Enfin, il en va de même pour la pratique visant à ne pas afficher les prix des bagages enregistrés séparément pour le vol aller et pour le vol retour.
La juge a condamné Ryanair à les modifier sous peine d'une astreinte de 5.000 euros par jour à l'issue d'un délai de trois mois à dater de la signification du jugement.
Sur la question des bagages à main devant faire partie du prix du billet ainsi que les suppléments facturés pour pouvoir s'asseoir à côté d'un enfant mineur, également dénoncées par Testachats dans son action en cessation, la juge a estimé que ces pratiques ne sont pas illégales en l'état.
"Notre combat continue à tout le moins dans l'arène européenne, sachant que des réglementations majeures sur les droits des passagers sont en cours de révision, et que la position du Parlement européen est favorable à l'obligation d'inclure un bagage à main de 7 kg dans le prix du billet, et à la gratuité du siège de l'accompagnant d'un enfant mineur", commente, à ce propos, Testachats.
 
Malgré sa condamnation, Ryanair pointe la conformité de sa politique de bagages à main
Ryanair se réjouit que le tribunal de l'entreprise de Bruxelles a récemment confirmé "pleinement" la conformité de sa politique en matière de bagages à main au droit européen. La justice belge "a expressément rejeté l'argument de Testachats selon lequel les compagnies aériennes doivent inclure un bagage plus grand dans le tarif de base", pointe mardi la compagnie aérienne dans un communiqué transmis à l'agence Belga. Elle n'évoque toutefois pas l'astreinte qui lui a été imposée.

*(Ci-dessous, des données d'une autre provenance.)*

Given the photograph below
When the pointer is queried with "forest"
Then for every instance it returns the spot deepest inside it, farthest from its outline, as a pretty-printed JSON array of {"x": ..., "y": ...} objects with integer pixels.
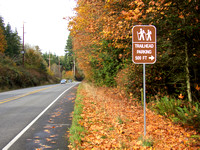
[
  {"x": 31, "y": 68},
  {"x": 101, "y": 35}
]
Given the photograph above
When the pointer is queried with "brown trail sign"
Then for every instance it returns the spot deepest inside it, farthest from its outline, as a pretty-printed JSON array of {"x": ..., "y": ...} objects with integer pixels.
[
  {"x": 144, "y": 52},
  {"x": 144, "y": 44}
]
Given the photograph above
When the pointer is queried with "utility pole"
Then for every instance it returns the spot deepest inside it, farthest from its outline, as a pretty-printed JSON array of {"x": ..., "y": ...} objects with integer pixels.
[
  {"x": 23, "y": 45},
  {"x": 59, "y": 66},
  {"x": 74, "y": 68},
  {"x": 49, "y": 61}
]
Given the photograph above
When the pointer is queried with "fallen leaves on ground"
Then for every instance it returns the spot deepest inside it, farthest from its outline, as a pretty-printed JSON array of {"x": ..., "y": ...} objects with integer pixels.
[{"x": 113, "y": 122}]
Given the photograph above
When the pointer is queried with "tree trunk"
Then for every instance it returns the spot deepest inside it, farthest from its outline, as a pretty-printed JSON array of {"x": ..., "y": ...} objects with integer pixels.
[{"x": 187, "y": 73}]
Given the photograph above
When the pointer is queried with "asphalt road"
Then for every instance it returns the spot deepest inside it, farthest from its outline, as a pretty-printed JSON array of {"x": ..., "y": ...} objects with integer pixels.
[{"x": 36, "y": 117}]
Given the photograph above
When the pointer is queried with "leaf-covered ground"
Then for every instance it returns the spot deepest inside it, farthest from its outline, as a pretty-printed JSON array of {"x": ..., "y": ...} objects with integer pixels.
[{"x": 111, "y": 122}]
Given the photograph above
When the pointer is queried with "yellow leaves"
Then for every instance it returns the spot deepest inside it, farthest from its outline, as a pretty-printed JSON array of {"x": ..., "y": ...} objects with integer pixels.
[
  {"x": 197, "y": 87},
  {"x": 181, "y": 16},
  {"x": 3, "y": 43},
  {"x": 181, "y": 96},
  {"x": 102, "y": 107}
]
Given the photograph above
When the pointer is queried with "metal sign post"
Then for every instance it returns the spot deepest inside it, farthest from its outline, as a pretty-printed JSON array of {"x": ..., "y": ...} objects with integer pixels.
[
  {"x": 144, "y": 52},
  {"x": 144, "y": 93}
]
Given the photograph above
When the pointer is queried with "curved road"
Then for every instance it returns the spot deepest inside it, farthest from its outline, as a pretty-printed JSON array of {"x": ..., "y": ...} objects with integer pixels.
[{"x": 21, "y": 109}]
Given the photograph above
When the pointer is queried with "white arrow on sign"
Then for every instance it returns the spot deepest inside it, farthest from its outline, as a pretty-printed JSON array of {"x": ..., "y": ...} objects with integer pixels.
[{"x": 152, "y": 58}]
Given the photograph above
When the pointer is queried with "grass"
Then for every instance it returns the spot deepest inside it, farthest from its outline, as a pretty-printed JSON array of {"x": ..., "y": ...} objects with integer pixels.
[{"x": 76, "y": 128}]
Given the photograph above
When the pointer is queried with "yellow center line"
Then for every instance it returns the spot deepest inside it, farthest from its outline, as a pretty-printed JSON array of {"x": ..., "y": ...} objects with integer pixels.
[{"x": 23, "y": 95}]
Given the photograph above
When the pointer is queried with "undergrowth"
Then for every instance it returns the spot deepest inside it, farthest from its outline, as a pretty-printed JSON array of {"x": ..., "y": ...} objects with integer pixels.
[
  {"x": 179, "y": 111},
  {"x": 76, "y": 128}
]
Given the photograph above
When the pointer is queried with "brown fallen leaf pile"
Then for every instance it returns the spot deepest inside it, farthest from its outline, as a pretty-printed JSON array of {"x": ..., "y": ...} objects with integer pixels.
[{"x": 112, "y": 122}]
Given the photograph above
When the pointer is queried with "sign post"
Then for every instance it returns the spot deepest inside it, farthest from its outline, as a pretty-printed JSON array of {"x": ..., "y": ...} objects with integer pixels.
[{"x": 144, "y": 52}]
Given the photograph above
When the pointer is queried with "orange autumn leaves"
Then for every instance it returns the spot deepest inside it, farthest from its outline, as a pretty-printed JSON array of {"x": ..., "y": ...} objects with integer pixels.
[{"x": 111, "y": 122}]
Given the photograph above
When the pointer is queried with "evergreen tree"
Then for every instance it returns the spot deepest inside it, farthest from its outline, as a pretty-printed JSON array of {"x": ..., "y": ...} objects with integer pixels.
[{"x": 69, "y": 53}]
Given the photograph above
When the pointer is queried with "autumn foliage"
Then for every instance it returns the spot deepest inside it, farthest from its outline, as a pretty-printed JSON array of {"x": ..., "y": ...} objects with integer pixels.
[
  {"x": 102, "y": 34},
  {"x": 111, "y": 122}
]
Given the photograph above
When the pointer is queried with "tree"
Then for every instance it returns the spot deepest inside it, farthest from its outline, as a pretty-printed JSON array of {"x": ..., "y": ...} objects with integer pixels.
[
  {"x": 34, "y": 59},
  {"x": 3, "y": 43},
  {"x": 68, "y": 61},
  {"x": 13, "y": 42}
]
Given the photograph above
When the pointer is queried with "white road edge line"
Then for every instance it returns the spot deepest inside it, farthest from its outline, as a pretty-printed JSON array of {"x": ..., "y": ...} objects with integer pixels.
[{"x": 32, "y": 122}]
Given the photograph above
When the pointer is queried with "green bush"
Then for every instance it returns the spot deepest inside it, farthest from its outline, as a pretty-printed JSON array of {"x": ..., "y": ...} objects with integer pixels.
[
  {"x": 76, "y": 129},
  {"x": 188, "y": 115},
  {"x": 167, "y": 107},
  {"x": 179, "y": 111}
]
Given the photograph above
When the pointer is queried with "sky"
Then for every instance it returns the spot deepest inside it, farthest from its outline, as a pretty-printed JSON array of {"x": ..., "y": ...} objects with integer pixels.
[{"x": 44, "y": 25}]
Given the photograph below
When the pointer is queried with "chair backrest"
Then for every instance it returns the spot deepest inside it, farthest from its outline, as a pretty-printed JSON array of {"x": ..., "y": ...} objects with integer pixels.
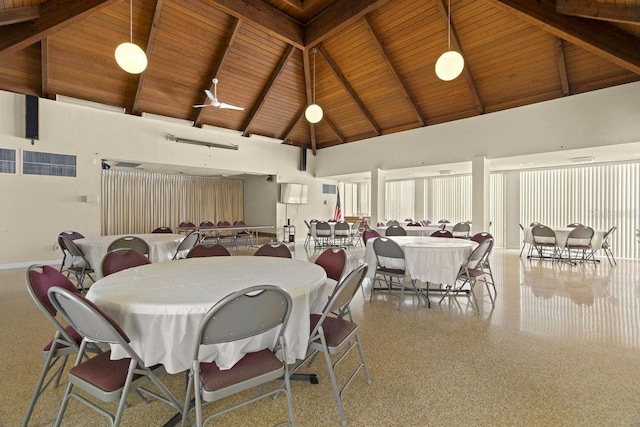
[
  {"x": 187, "y": 243},
  {"x": 89, "y": 320},
  {"x": 166, "y": 230},
  {"x": 369, "y": 234},
  {"x": 395, "y": 230},
  {"x": 130, "y": 242},
  {"x": 342, "y": 295},
  {"x": 245, "y": 313},
  {"x": 274, "y": 249},
  {"x": 442, "y": 233},
  {"x": 121, "y": 259},
  {"x": 386, "y": 249},
  {"x": 481, "y": 237},
  {"x": 333, "y": 261},
  {"x": 202, "y": 250}
]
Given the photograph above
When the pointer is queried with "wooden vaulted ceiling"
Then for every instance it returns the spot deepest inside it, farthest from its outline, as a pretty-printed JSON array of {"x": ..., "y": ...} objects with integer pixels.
[{"x": 374, "y": 59}]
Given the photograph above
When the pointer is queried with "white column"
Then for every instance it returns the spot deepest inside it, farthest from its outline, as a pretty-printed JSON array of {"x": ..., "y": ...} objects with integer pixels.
[
  {"x": 480, "y": 186},
  {"x": 419, "y": 213},
  {"x": 378, "y": 195}
]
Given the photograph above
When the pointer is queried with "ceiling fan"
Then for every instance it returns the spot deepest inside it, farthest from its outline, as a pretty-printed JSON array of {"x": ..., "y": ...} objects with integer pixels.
[{"x": 213, "y": 98}]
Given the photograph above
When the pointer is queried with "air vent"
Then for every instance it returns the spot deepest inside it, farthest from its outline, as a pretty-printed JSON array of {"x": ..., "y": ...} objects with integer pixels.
[
  {"x": 37, "y": 163},
  {"x": 7, "y": 160}
]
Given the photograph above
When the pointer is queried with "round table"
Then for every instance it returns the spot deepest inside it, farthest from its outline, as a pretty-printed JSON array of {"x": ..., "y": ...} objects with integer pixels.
[
  {"x": 427, "y": 259},
  {"x": 162, "y": 247},
  {"x": 159, "y": 306}
]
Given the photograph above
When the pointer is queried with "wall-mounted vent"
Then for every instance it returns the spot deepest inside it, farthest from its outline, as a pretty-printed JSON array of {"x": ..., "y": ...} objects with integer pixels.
[
  {"x": 7, "y": 160},
  {"x": 328, "y": 189},
  {"x": 37, "y": 163}
]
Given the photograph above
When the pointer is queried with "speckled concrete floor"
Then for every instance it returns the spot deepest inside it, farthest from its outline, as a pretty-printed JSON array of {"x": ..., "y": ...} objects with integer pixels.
[{"x": 561, "y": 347}]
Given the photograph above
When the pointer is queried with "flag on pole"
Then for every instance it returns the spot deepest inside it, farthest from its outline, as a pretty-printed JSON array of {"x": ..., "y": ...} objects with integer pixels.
[{"x": 337, "y": 215}]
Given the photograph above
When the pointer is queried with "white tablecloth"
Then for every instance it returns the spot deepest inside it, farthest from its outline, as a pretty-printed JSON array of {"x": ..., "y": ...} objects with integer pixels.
[
  {"x": 159, "y": 306},
  {"x": 562, "y": 233},
  {"x": 162, "y": 247},
  {"x": 428, "y": 259}
]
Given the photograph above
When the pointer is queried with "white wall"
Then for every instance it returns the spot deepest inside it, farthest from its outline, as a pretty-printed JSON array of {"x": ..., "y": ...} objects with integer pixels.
[{"x": 35, "y": 209}]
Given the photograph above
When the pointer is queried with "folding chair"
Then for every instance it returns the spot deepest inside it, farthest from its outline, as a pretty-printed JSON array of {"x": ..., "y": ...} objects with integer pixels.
[
  {"x": 336, "y": 335},
  {"x": 81, "y": 267},
  {"x": 470, "y": 273},
  {"x": 274, "y": 249},
  {"x": 243, "y": 314},
  {"x": 121, "y": 259},
  {"x": 130, "y": 242},
  {"x": 203, "y": 250},
  {"x": 66, "y": 341},
  {"x": 105, "y": 379}
]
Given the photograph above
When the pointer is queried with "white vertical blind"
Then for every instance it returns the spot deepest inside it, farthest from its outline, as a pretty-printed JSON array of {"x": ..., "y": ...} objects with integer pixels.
[
  {"x": 400, "y": 200},
  {"x": 600, "y": 196}
]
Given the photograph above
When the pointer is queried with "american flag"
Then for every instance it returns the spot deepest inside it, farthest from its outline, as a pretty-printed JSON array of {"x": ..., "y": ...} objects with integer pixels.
[{"x": 337, "y": 215}]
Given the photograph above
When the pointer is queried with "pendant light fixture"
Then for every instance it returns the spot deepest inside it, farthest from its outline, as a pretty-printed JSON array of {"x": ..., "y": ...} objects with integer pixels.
[
  {"x": 129, "y": 56},
  {"x": 314, "y": 112},
  {"x": 450, "y": 64}
]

Le tribunal de l'entreprise de Bruxelles a récemment jugé illicites plusieurs pratiques auxquelles recourt le transporteur irlandais à bas coûts lors du processus de réservation sur son site internet, avait communiqué mardi matin l'organisation de consommateurs Testachats, à l'origine d'une action en cessation. La juge a condamné l'entreprise irlandaise à les modifier sous peine d'une astreinte de 5.000 euros par jour. 
Sur la question des bagages à main devant faire partie du prix du billet, également dénoncée par Testachats dans son action en cessation, la juge a estimé que cette pratique n'était pas illégale en l'état.
N'évoquant pas les points pour lesquels elle a été condamnée ni l'astreinte qui lui a été imposée, Ryanair salue cette dernière décision, qui confirme en outre un arrêt "Vueling" déjà rendu par la Cour de justice de l'Union européenne. Le tribunal de l'entreprise de Bruxelles a estimé que chaque passager avait le droit d'emporter à bord gratuitement un bagage à main de taille et de poids raisonnables, pouvant contenir ses effets personnels et répondant à toutes les exigences de sécurité, analyse la compagnie aérienne. 
Elle se félicite du rejet de l'argument de Testachats selon lequel les compagnies aériennes doivent inclure un bagage plus grand dans le tarif de base.
Le tribunal a par ailleurs également rejeté les plaintes de l'organisation de consommateurs concernant d'autres pratiques, relève encore le transporteur irlandais. Le grief concernant la tarification basée sur la demande pratiquée par Ryanair est reconnu comme "sans fondement", tout comme celui sur les sièges familiaux. Testachats dénonçait en effet les suppléments facturés pour pouvoir s'asseoir à côté d'un enfant mineur. Cette pratique n'a toutefois pas été jugée illégale en l'état.